Indonesian (ID)-English (EN). 45k sentences/~1M tokens (ID). Domain: science, sport, international, economy, news article, movie subtitle. It may overlap with PANL10N corpus. The dataset has versions with raw and tokenized sentences, and in CoNLL format.
IWSLT2017 [paper].
ID-EN. ~100k sentences. TEDtalk subtitles (spoken language).
NOTE: the test set tst2017-plus provided contains a small part of the train data (as mentioned here).
Asian Language Treebank [paper].
ID, EN, and some Asian languages (mostly South East Asian). 20k sentences. Domain: News.
Word normalization
Colloquial Indonesian Lexicon.
This lexicon consists of 3592 unique colloquial tokens that are mapped onto 1742 unique lemmas. The full description of this lexicon can be seen in the paper.
Text summarization
IndoSum.
A collection of 20K online news article-summary pairs belonging to 6 categories and 10 sources.
It has both abstractive summaries and extractive labels.
Text classification
SMS Spam.
This corpus contains 1143 sentences that have been labeled with normal message, fraud, promotion. It is provided by Yudi Wibisono
Hate Speech Detection.
This dataset consists of 713 tweets in the Indonesian language with 453 non hate speech and 260 hate speech tweets.
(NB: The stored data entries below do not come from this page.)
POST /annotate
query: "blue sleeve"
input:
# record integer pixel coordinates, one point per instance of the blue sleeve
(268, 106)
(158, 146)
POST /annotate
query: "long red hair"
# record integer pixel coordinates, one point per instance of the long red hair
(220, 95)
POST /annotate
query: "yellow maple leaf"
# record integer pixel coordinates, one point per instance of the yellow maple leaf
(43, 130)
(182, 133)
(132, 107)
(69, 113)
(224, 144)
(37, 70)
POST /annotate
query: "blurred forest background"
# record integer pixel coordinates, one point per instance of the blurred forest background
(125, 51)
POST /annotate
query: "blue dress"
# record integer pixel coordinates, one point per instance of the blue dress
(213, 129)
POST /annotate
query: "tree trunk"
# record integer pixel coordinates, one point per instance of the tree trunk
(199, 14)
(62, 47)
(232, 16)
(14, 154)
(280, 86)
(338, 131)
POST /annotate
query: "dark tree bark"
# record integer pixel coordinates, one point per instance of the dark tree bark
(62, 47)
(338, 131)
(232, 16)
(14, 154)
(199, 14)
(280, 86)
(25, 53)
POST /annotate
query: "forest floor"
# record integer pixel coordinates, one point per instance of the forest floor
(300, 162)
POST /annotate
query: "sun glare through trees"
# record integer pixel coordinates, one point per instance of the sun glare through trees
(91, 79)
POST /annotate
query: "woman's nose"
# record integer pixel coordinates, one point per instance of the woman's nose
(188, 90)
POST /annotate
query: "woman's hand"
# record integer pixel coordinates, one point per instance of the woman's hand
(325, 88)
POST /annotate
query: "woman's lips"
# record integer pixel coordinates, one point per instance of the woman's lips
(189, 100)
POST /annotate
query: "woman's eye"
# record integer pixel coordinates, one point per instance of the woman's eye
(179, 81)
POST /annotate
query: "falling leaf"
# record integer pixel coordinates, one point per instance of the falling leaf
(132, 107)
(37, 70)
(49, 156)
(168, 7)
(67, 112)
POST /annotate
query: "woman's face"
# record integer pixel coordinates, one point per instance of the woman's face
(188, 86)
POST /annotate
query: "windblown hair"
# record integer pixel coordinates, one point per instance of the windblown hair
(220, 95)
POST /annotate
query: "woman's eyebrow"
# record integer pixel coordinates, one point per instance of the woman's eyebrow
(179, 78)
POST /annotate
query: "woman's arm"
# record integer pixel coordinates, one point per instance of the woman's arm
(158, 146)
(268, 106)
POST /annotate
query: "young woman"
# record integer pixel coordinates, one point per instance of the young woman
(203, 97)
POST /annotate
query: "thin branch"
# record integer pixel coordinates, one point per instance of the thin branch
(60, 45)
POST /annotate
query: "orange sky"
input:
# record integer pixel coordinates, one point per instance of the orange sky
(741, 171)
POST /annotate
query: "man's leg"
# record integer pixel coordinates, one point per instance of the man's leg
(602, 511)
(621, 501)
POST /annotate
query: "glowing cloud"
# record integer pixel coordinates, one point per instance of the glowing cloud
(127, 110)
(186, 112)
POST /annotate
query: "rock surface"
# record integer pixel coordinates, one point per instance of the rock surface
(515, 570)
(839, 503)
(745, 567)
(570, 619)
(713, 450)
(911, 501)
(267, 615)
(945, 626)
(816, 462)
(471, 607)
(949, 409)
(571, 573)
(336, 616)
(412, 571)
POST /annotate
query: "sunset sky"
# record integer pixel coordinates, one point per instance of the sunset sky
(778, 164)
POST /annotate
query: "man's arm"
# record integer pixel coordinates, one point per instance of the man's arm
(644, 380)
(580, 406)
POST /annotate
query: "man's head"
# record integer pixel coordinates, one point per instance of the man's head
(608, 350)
Abusive Language Detection.
A collection of tweets for abusive language detection in Indonesian social media. It consists of two types of labelling, abusive/not abusive and not abusive/abusive but not offensive/offensive. It also has its own colloquial Indonesian lexicon.
Speech recognition
TITML-IDN speech corpus.
The corpus contains 20 speakers (11 male and 9 female), where each of the speaker speaks 343 utterances.
The utterances are phonetically balanced.
The corpus itself is free to use for academic/non-commercial usage, but interested party should make a formal request via email to the institution.
The procedure is listed here.
Indonesian Speech Recognition.
A small corpus of 50 utterances by a single male speaker. Disclaimer: This is a school project, do not use it for any important tasks. The author is not responsible for the undesired results of using the data provided here.
CMU Wilderness Multilingual Speech Dataset.
A dataset of over 700 different languages providing audio, aligned texts, and word pronunciations.
One of the languages is Indonesian. The utterances are read from the bible, which is recorded by bible.is.